How and when will funds be distributed?
If the confidence-boosting exercise succeeds, little or none of the money may ever be spent, particular if budget cuts recently announced by indebted states like Spain and Ireland reduce their deficits.
But investors remain wary of Europe's debt woes, since the precise circumstances under which the money would be released weren't made clear.
"How these funds will be disbursed, and under what decisionmaking mechanism, is not yet known," wrote Domenico Lombardi, a fellow at the Brookings Institution in Washington and former IMF executive board member in a commentary. "Can they be used to fund precautionary arrangements as a preemptive strike? Or will the requesting countries need to show they have no alternative, as was the case with Greece? ... Markets are eager to know."
What are the politics behind the agreement?
On its face, this amounts to acknowledging that Europeans have a collective responsibility for the spending decisions of individual members like Greece. That has been deeply unpopular in wealthier countries like Germany. On May 9 an election in Germany's most populous state, North-Rhine Westphalia, cost Chancellor Angela Merkel's coalition control of the upper house of parliament. Public outrage at the bailout for Greece contributed.

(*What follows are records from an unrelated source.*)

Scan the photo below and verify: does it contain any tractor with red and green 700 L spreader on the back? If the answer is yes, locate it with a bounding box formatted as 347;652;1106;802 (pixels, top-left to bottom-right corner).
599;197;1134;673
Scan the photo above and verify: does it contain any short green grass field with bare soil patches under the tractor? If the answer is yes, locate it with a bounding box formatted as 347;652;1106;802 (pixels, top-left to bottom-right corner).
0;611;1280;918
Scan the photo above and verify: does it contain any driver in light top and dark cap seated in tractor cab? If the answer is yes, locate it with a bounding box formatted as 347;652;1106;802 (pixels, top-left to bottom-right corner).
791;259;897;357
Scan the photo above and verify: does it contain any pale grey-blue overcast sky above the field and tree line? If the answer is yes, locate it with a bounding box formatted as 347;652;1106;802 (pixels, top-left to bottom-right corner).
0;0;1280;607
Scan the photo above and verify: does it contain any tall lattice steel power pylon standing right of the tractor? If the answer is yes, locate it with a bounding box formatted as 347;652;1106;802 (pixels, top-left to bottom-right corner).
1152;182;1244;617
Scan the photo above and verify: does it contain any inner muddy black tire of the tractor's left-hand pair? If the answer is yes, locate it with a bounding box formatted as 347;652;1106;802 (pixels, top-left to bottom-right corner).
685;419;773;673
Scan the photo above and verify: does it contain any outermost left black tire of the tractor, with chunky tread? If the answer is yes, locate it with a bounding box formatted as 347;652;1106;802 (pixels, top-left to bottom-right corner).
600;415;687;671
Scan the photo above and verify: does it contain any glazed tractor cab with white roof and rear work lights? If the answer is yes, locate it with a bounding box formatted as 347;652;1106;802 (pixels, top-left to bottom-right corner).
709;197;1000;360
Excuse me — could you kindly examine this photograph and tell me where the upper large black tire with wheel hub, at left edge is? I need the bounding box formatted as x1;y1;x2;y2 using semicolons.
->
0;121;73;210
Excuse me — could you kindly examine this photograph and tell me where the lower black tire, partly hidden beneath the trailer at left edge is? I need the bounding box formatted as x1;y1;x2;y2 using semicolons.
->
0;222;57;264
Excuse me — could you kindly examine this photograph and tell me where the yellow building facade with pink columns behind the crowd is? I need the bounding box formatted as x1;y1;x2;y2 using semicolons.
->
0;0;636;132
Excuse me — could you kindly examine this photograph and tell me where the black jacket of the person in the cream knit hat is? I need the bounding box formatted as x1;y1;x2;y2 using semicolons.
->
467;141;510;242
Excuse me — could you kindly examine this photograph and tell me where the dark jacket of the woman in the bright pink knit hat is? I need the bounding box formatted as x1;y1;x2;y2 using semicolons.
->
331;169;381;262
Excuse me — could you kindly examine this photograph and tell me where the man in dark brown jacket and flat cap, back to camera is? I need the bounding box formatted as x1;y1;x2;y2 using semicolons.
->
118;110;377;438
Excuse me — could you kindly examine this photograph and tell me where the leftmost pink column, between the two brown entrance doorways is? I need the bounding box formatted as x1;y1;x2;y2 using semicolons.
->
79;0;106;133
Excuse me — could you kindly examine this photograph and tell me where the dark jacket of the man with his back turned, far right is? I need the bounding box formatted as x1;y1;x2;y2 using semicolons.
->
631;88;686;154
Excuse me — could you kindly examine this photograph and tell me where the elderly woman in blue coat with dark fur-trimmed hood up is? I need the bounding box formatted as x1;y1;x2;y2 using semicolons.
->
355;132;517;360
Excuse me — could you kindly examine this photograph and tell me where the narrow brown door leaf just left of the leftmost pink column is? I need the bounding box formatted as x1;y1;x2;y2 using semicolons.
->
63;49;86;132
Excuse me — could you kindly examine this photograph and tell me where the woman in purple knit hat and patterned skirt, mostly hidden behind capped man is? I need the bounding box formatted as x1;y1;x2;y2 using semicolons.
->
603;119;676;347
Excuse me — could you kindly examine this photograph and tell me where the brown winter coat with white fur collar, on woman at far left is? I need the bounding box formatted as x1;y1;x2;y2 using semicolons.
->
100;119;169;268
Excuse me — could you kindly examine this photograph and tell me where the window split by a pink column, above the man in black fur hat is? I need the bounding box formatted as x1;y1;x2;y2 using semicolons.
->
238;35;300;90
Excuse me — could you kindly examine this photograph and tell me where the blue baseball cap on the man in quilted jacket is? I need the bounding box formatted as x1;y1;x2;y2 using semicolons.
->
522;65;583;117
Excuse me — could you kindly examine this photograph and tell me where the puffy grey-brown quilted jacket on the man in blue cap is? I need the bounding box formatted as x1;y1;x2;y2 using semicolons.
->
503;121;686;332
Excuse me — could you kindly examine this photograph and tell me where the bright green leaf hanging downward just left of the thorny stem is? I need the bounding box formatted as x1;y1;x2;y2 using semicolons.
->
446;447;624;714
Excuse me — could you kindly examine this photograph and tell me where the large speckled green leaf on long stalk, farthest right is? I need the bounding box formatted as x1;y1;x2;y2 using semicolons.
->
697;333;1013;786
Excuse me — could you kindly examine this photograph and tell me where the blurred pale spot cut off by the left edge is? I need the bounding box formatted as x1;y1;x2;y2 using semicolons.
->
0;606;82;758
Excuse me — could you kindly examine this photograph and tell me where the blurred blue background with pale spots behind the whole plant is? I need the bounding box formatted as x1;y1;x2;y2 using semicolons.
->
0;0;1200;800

But leaders like Ms. Merkel concluded that letting any eurozone member default was not an option, given the chance that a default in one nation could touch off a cascade of bank defaults elsewhere. Germany's government and financial institutions, for instance, are owed more than $450 billion by the governments and banks of Greece, Ireland, and Spain. Those last two countries, with Portugal, are seen as Europe's most vulnerable after Greece, and all announced spending cuts and higher taxes in early May.

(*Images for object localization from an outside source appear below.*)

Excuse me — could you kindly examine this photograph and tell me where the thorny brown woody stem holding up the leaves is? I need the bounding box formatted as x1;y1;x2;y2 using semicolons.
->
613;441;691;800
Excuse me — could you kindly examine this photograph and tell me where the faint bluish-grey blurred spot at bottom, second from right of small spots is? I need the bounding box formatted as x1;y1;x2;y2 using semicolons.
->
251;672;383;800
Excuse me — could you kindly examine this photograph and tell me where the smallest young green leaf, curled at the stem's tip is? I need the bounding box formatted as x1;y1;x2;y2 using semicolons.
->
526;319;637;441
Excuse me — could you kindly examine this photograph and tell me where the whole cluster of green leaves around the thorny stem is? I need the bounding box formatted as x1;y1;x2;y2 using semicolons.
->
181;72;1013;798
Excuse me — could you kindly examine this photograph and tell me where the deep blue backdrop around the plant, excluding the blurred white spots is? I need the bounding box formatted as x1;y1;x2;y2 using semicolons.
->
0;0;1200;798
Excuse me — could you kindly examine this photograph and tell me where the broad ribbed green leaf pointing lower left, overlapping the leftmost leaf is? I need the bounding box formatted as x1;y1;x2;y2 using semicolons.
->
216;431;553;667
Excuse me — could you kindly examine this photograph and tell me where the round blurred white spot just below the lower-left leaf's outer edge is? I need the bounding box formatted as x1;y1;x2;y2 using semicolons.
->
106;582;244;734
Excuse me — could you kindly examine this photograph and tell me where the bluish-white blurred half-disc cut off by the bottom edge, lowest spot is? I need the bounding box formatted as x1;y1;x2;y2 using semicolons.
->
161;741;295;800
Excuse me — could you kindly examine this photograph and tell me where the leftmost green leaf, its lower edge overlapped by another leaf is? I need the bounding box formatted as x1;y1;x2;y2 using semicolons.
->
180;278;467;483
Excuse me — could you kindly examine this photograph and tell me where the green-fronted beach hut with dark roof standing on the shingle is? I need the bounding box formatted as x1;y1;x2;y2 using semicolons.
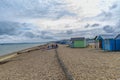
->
70;37;87;48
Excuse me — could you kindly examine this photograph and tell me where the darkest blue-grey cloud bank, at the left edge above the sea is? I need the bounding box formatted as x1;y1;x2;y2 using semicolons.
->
0;21;37;35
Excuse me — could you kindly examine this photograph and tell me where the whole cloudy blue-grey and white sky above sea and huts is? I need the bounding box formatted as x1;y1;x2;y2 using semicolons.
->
0;0;120;43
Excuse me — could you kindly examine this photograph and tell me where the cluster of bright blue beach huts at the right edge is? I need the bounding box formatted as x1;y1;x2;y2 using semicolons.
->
95;34;120;51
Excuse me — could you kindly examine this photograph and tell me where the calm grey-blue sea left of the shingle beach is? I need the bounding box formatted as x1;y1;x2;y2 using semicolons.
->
0;43;46;56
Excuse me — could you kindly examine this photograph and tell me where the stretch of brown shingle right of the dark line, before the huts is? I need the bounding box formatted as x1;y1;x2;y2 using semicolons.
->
57;45;120;80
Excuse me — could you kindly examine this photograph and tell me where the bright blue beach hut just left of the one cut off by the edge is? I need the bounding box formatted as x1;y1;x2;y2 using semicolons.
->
95;34;115;51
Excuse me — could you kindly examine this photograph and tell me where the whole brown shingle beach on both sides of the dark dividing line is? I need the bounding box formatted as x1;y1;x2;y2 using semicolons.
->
0;45;120;80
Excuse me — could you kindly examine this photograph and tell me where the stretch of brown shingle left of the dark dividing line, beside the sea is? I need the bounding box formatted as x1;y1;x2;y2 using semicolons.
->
0;47;66;80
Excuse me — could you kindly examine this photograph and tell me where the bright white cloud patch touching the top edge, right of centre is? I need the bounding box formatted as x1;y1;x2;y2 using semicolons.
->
65;0;101;17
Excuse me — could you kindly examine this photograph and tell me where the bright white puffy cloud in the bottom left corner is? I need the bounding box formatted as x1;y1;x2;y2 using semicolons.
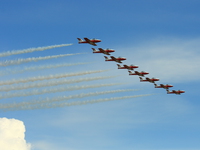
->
0;118;31;150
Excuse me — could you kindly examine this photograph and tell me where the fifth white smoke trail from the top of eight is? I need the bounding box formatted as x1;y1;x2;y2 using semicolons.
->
0;76;116;92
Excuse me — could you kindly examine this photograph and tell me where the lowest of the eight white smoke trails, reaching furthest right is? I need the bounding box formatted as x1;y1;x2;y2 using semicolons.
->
0;94;154;111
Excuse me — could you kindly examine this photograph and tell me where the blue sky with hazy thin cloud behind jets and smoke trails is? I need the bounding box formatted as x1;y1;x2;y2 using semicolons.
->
0;0;200;150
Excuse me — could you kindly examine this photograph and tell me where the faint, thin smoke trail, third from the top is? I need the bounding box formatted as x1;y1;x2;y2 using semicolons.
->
0;62;89;76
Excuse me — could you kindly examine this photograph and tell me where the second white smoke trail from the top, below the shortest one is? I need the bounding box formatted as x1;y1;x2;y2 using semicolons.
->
0;53;84;66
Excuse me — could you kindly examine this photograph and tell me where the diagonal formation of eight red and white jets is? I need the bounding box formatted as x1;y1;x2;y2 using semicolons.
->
77;38;185;95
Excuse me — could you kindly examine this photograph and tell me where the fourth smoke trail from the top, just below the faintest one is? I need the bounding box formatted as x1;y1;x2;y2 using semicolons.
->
0;70;109;85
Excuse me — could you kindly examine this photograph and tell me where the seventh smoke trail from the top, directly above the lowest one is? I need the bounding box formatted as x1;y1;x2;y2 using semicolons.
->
0;89;138;109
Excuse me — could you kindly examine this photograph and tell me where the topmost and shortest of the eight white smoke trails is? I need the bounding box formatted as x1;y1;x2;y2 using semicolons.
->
0;44;72;57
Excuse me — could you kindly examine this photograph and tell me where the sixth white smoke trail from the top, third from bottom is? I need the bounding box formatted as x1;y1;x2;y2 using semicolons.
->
0;83;122;99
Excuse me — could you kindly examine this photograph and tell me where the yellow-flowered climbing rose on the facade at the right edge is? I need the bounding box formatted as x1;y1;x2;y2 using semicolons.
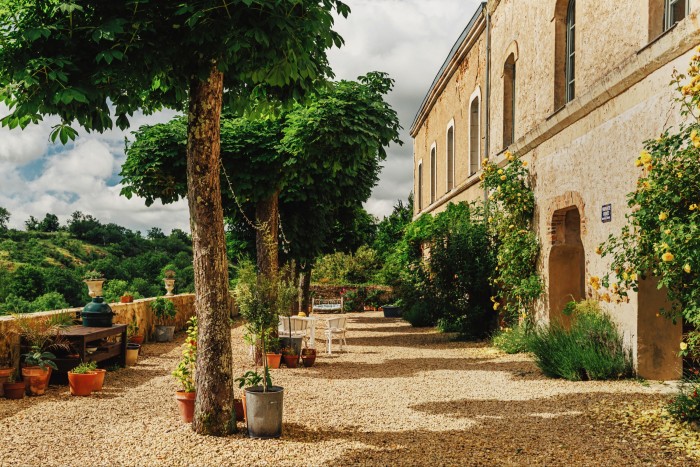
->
598;48;700;356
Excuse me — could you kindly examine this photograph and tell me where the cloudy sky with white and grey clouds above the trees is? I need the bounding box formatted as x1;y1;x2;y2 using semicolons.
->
0;0;479;232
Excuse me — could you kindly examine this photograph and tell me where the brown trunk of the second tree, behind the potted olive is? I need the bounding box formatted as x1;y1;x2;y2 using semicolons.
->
255;190;280;277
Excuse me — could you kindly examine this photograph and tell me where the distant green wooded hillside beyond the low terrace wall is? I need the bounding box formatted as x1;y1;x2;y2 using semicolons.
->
0;212;194;314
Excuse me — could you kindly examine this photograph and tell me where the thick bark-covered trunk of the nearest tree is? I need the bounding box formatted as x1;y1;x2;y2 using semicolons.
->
187;66;236;436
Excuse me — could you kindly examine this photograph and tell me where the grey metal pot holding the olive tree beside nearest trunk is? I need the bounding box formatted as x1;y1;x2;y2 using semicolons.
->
245;386;284;438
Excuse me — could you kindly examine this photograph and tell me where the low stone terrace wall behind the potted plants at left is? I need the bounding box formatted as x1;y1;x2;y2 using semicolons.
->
0;294;195;368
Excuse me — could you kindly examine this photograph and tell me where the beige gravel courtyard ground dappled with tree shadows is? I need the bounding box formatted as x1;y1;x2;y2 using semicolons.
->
0;313;698;466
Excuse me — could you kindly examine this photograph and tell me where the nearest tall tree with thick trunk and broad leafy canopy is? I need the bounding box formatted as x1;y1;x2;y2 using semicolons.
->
0;0;349;435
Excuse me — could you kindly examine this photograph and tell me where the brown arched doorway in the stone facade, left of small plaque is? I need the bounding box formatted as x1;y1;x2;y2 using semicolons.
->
549;206;586;327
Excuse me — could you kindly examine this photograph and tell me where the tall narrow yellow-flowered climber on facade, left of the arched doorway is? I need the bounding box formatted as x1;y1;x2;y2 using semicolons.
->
481;152;543;323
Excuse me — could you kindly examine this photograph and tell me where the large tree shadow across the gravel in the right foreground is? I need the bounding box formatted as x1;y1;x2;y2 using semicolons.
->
284;393;697;466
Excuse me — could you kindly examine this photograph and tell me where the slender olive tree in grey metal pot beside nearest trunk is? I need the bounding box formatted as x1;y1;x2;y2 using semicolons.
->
236;267;294;438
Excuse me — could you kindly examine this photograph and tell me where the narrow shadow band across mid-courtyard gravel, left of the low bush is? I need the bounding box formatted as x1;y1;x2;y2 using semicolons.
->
299;358;548;381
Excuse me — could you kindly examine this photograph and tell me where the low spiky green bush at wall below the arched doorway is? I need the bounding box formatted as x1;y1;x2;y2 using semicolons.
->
528;300;633;381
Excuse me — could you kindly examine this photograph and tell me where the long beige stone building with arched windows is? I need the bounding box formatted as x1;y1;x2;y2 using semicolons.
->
411;0;700;380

"I guess what they felt was that letting Greece default would increase the odds that others would default," says Morris Goldstein, a former IMF official and a senior fellow at the Peterson Institute for Economic Research. "If you have a lot of people speculating on a Greek default, then they go on to the next country down the line. Who's holding the Greek bonds? French and German banks."

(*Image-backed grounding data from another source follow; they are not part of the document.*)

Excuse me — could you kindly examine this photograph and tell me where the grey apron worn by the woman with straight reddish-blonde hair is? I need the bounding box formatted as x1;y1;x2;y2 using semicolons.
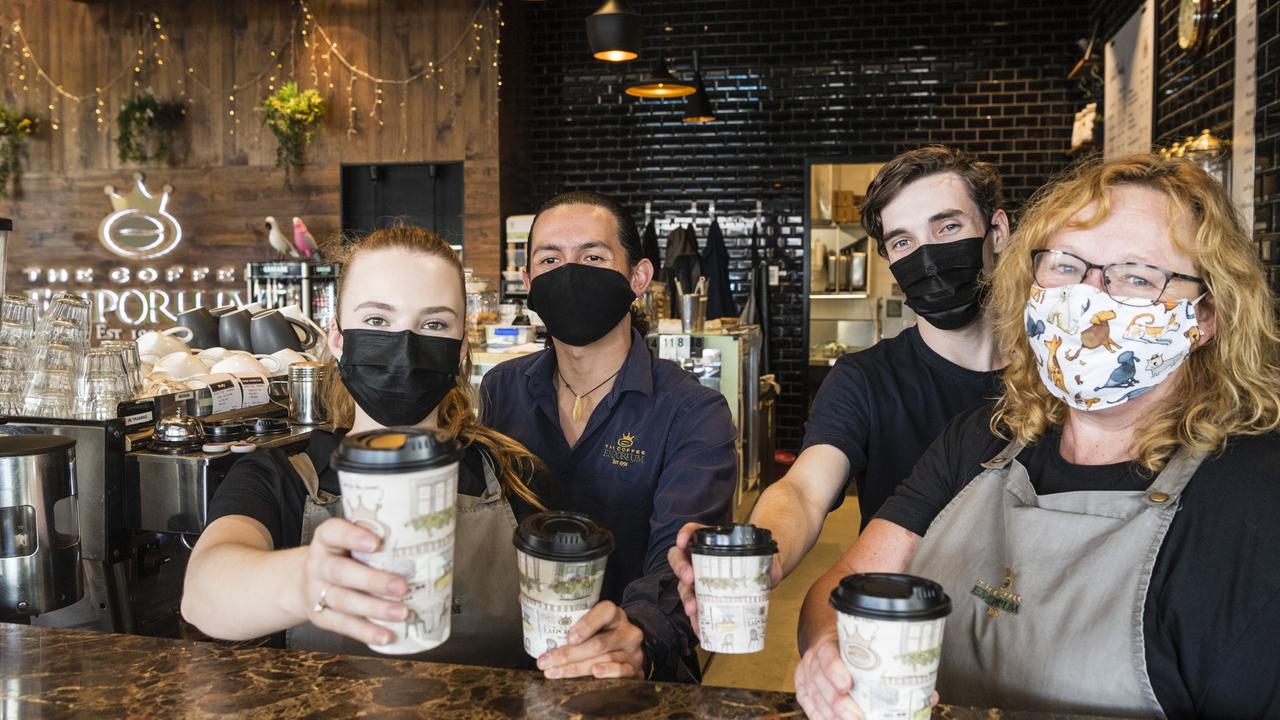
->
285;452;531;667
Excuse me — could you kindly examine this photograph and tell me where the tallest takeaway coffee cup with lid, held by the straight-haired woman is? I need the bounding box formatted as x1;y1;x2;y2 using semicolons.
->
333;428;461;655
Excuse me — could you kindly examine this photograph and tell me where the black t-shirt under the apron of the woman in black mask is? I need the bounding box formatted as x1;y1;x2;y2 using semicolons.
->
209;430;538;550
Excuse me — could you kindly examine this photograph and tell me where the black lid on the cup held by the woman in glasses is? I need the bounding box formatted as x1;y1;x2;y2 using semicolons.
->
831;573;951;620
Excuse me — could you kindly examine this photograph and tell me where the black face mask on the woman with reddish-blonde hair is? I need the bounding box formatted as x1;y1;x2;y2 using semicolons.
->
338;331;462;427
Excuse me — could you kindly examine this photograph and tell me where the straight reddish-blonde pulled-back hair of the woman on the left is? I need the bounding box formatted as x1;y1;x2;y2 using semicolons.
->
321;227;547;510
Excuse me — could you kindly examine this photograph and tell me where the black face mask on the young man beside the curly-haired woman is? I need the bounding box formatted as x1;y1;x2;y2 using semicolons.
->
888;236;987;331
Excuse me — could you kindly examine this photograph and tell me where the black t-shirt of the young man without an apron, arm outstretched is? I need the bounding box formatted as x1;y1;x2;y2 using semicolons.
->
804;327;1001;528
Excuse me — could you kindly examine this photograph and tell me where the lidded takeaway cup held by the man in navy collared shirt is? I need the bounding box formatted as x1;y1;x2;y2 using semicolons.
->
513;511;613;657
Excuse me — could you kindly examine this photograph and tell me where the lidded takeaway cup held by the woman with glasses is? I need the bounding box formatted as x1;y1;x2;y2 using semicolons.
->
829;573;951;720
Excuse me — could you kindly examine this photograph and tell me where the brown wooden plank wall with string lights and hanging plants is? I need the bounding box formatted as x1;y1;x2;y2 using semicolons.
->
0;0;500;330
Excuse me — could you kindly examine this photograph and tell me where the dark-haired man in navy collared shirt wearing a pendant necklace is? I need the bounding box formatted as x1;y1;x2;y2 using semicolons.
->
480;192;737;680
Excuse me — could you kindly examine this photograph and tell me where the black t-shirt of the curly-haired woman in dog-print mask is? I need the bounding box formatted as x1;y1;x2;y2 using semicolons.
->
877;405;1280;719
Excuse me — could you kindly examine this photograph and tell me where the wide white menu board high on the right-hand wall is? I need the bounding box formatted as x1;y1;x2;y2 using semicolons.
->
1102;0;1156;160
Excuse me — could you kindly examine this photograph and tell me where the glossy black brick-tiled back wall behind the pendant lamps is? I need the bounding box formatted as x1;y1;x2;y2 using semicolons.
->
508;0;1096;450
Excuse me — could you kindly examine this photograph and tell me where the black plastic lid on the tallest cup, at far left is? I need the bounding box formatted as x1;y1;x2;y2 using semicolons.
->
333;428;462;474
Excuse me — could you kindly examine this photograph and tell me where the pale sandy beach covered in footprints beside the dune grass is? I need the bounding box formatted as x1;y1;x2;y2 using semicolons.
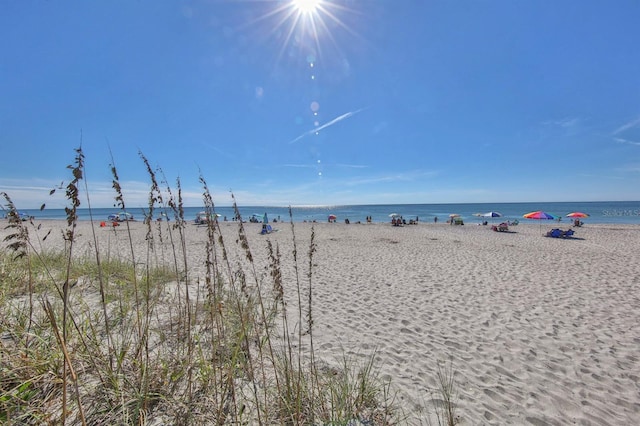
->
0;221;640;425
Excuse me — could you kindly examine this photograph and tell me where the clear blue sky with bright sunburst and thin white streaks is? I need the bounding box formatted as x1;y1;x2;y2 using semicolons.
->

Mr. Goldstein is more optimistic about Spain and Portugal, which have better control over their debt and are much less likely to default.
Will it work?
For now. But in the longer term, economists have grave doubts that Greece will be able to avoid restructuring its debt, which is default by another name. The reason is that Greece needs to start running large government surpluses within a few years. Some argue that postponing default, even if only for a few years, buys time for Greece and other European governments to get their financial houses in order, possibly leading to less regional fallout if and when debts aren't repaid in full.
While tough spending cuts have been forced on the government by the IMF, the country's powerful unions are promising to fight, and there have already been small riots in the Greek capital. Even if Greece follows through on its belt-tightening, many economists have trouble seeing how it could generate sufficient extra tax revenue to start paying down its debts at a time when almost everyone expects the Greek economy to sputter, if not decline.
"I think most people think that the chances of avoiding an eventual default are slim," says Goldstein. "The numbers for Greece just look awful.... They need lower wages and prices since they can't lower the exchange rate, but if wages and prices are falling," then so does Greek revenue, he says.
Eventually, he expects Greeks will ask: "Why are we going through all this enormous austerity when the debt burden is only going to be even higher in the end? So why not restructure?"